Are Deep Fake Ads Coming To Traditional TV?

Maybe it’s time to start doubting deep fakes videos, advertising or otherwise, will only be seen only on social media -- the current whipping post of some media executives. 

Perhaps the next wave of fakes videos is coming to your living-room TV screen.

During ESPN’s highly regarded limited documentary series about the 1997-1998 season of the Chicago Bulls, State Farm had some fun morphing an old "ESPN SportsCenter" segment into a TV commercial.

And if regular “SportsCenter” watchers couldn’t figure out what was what, a younger Kenny Mayne anchor -- in the ad -- made it obvious:

“This is the kind of stuff that ESPN will eventually make a documentary about,” Mayne said in the ad in his usual deadpan way: “They’ll call it something like ‘The Last Dance.’ They’ll make it a 10-part series and release it in the year 2020. It’s going to be lit. You don’t even know what that means yet.”



Just to drive home the point, an ESPN marketing executive told The New York Times about the spot: “We weren’t tricking anyone.”

Honest advertising is a good start. Trouble is, the next time it might be a different approach, especially when it comes to political advertising.

Social-media content over the last several years, starting with the 2016 presidential campaign, has gone in a manipulation direction -- less comedic, more serious. This is one where social-media users can pass on faux, misdirected, or just false content to friends, family and others.

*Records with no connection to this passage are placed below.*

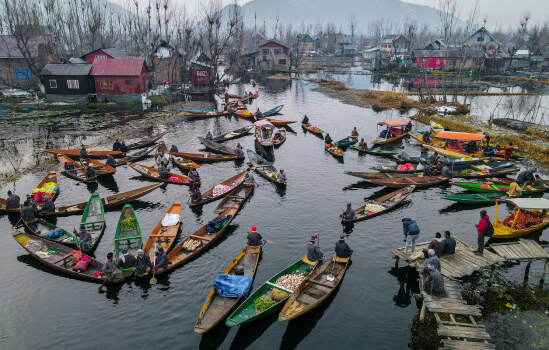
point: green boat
(476, 198)
(346, 142)
(375, 151)
(247, 313)
(93, 219)
(491, 188)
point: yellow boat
(538, 206)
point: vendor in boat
(254, 238)
(116, 145)
(127, 260)
(161, 262)
(110, 161)
(313, 250)
(143, 263)
(84, 239)
(342, 249)
(110, 269)
(348, 214)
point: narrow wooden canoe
(216, 307)
(216, 147)
(399, 182)
(263, 167)
(146, 142)
(163, 236)
(316, 289)
(238, 196)
(246, 311)
(233, 134)
(149, 172)
(129, 239)
(62, 260)
(389, 201)
(206, 158)
(209, 196)
(100, 168)
(73, 153)
(376, 151)
(108, 202)
(93, 219)
(180, 255)
(74, 170)
(42, 228)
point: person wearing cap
(254, 238)
(433, 260)
(161, 262)
(434, 283)
(127, 260)
(49, 206)
(313, 250)
(13, 201)
(349, 213)
(143, 263)
(342, 248)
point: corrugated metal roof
(118, 67)
(66, 69)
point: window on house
(23, 73)
(73, 84)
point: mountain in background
(311, 12)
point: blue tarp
(233, 286)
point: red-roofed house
(119, 80)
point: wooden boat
(346, 142)
(205, 158)
(108, 202)
(399, 182)
(238, 196)
(395, 127)
(233, 134)
(135, 156)
(278, 141)
(100, 168)
(376, 151)
(316, 289)
(73, 153)
(263, 167)
(491, 188)
(308, 127)
(184, 164)
(62, 259)
(246, 311)
(146, 142)
(51, 177)
(208, 196)
(264, 133)
(163, 236)
(216, 307)
(42, 228)
(216, 147)
(74, 170)
(180, 254)
(129, 239)
(273, 111)
(93, 219)
(532, 206)
(389, 201)
(150, 172)
(475, 198)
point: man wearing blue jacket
(411, 232)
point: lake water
(372, 309)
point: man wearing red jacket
(482, 226)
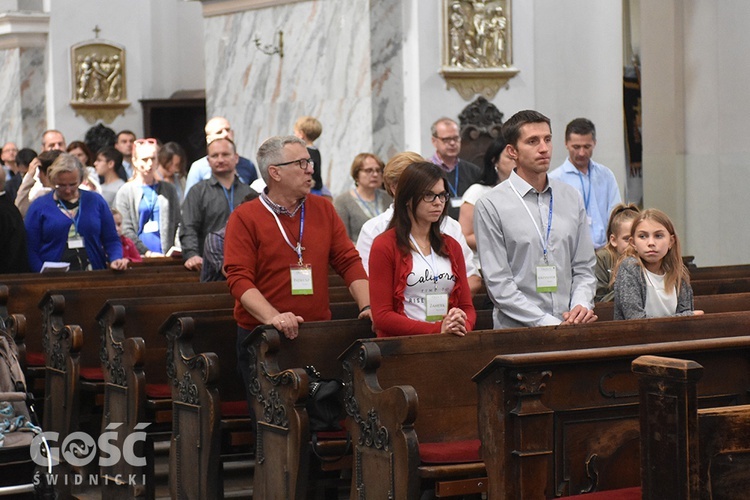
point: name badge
(75, 242)
(436, 306)
(546, 279)
(151, 226)
(301, 279)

All that has value -- to some bad actors. Suffice to say such content sharing would be much more difficult in prime-time 30-second spots. It doesn’t mean some bad actors won’t find a way to get viewer consumption from iffy content, politically speaking.

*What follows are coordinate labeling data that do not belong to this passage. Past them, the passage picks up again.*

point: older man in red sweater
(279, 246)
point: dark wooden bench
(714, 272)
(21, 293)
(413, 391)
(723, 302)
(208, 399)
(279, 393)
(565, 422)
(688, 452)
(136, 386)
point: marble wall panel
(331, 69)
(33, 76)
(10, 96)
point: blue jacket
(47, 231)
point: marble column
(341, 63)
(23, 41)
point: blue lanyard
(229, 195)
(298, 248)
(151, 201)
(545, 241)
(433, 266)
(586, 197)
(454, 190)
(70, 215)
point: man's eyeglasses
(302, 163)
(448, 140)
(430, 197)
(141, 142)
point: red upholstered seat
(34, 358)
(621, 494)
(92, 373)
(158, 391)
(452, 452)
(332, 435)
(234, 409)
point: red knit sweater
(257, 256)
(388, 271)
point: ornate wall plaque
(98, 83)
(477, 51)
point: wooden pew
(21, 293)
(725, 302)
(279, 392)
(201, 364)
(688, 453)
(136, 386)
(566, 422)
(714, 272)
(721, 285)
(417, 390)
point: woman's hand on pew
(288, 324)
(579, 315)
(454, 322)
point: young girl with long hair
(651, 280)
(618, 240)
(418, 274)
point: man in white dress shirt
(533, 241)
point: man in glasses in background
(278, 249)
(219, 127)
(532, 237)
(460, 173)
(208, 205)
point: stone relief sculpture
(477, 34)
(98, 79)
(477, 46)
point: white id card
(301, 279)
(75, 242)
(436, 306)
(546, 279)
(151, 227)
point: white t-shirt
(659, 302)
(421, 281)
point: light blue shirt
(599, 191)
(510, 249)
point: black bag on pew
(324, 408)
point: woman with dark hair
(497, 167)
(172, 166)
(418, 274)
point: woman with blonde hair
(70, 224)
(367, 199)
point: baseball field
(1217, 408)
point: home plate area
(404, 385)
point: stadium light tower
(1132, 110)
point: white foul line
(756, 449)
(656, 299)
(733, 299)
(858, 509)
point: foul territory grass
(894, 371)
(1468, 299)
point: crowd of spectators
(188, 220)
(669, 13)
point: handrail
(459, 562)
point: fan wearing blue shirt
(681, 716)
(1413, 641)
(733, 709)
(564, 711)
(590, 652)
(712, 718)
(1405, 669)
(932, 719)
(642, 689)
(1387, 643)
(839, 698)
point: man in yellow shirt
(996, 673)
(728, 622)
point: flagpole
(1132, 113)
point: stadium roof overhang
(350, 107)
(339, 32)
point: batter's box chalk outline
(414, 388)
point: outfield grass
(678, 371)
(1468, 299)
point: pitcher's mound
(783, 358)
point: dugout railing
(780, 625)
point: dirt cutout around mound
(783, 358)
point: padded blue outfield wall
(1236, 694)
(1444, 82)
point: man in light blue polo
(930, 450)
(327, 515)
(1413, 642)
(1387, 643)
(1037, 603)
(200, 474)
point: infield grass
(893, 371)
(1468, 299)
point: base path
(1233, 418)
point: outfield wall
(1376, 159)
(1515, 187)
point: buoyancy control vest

One recent video re-tweeted by Donald Trump -- not connected to his Trump re-election campaign we are told -- shows a somewhat crude, doctored Allstate commercial, replacing actor Dennis Haysbert with Barack Obama. Joe Biden was also doctored into the spot -- not, as might be expected -- in a favorable way.

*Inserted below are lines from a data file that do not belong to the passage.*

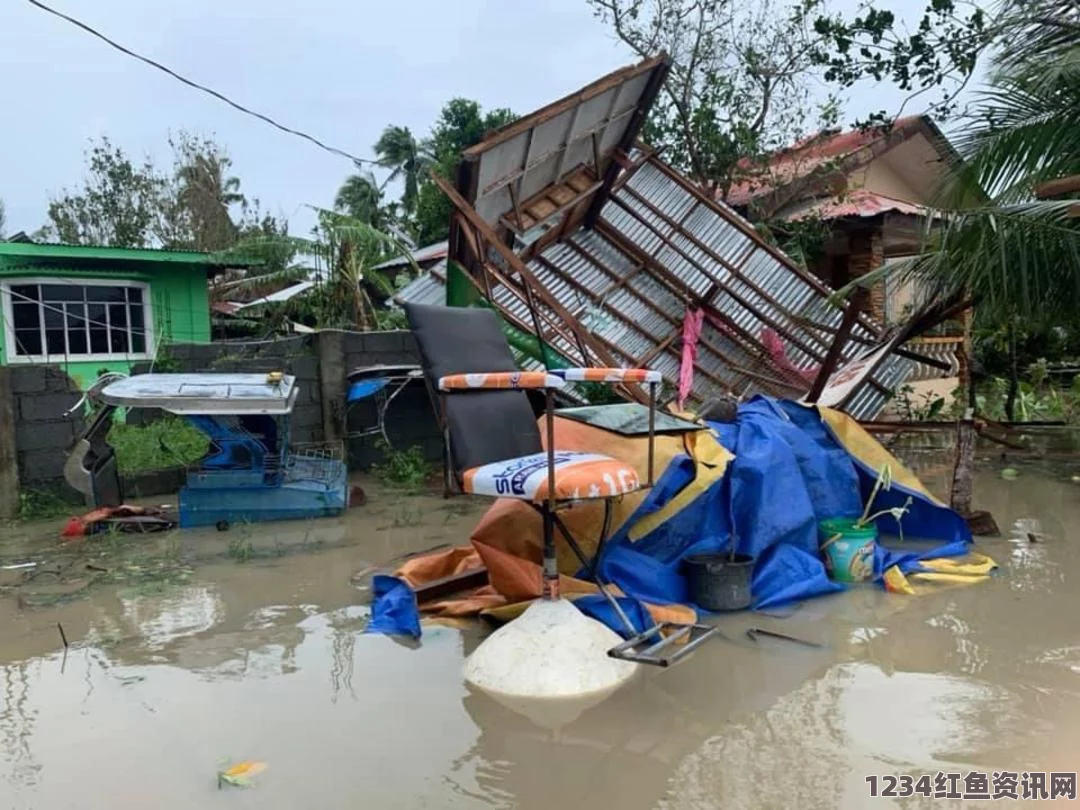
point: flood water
(265, 660)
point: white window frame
(9, 321)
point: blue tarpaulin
(790, 472)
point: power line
(190, 83)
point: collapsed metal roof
(591, 242)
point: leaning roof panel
(629, 248)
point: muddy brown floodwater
(260, 657)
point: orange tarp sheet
(509, 538)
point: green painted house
(92, 308)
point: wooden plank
(835, 352)
(754, 235)
(751, 340)
(628, 138)
(1058, 187)
(562, 194)
(670, 283)
(580, 180)
(541, 208)
(814, 352)
(448, 585)
(9, 458)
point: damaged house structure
(585, 239)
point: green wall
(178, 299)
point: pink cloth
(774, 346)
(691, 331)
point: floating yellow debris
(943, 570)
(240, 773)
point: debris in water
(17, 566)
(240, 774)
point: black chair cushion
(485, 426)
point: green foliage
(202, 196)
(422, 210)
(406, 158)
(1017, 256)
(912, 407)
(165, 442)
(361, 198)
(390, 320)
(745, 76)
(1037, 399)
(407, 469)
(121, 203)
(41, 504)
(164, 362)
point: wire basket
(315, 461)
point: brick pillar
(9, 464)
(867, 254)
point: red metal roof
(859, 203)
(808, 154)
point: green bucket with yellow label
(848, 549)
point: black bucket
(719, 581)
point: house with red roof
(873, 190)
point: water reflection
(268, 662)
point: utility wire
(190, 83)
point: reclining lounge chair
(493, 447)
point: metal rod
(652, 649)
(550, 557)
(592, 567)
(652, 427)
(835, 353)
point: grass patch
(163, 443)
(41, 504)
(407, 469)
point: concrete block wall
(42, 394)
(43, 433)
(410, 419)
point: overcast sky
(340, 70)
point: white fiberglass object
(551, 663)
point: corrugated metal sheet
(539, 150)
(428, 288)
(858, 203)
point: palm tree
(408, 159)
(360, 198)
(206, 193)
(996, 241)
(341, 257)
(1015, 254)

The video has since been removed from the Twitter account @realDonaldTrump. (Oh.. whoops. Did I do that?)

Would that video make it onto TV airwaves -- even as a planned mistake? Little chance it would get through networks’ standards-and-practices department these days on linear TV.

But what about growing OTT and CTV platforms, which continue to have problems with advertising fraud?

Will all future regular-looking TV ads be on the up-and-up long term? Believe me, someone is already thinking of a hack.

Technically innovations -- good an bad -- won’t slow down. In this period of even more disruption --- perhaps distraction from coronavirus issues -- look out for troublemakers coming to any screen near you.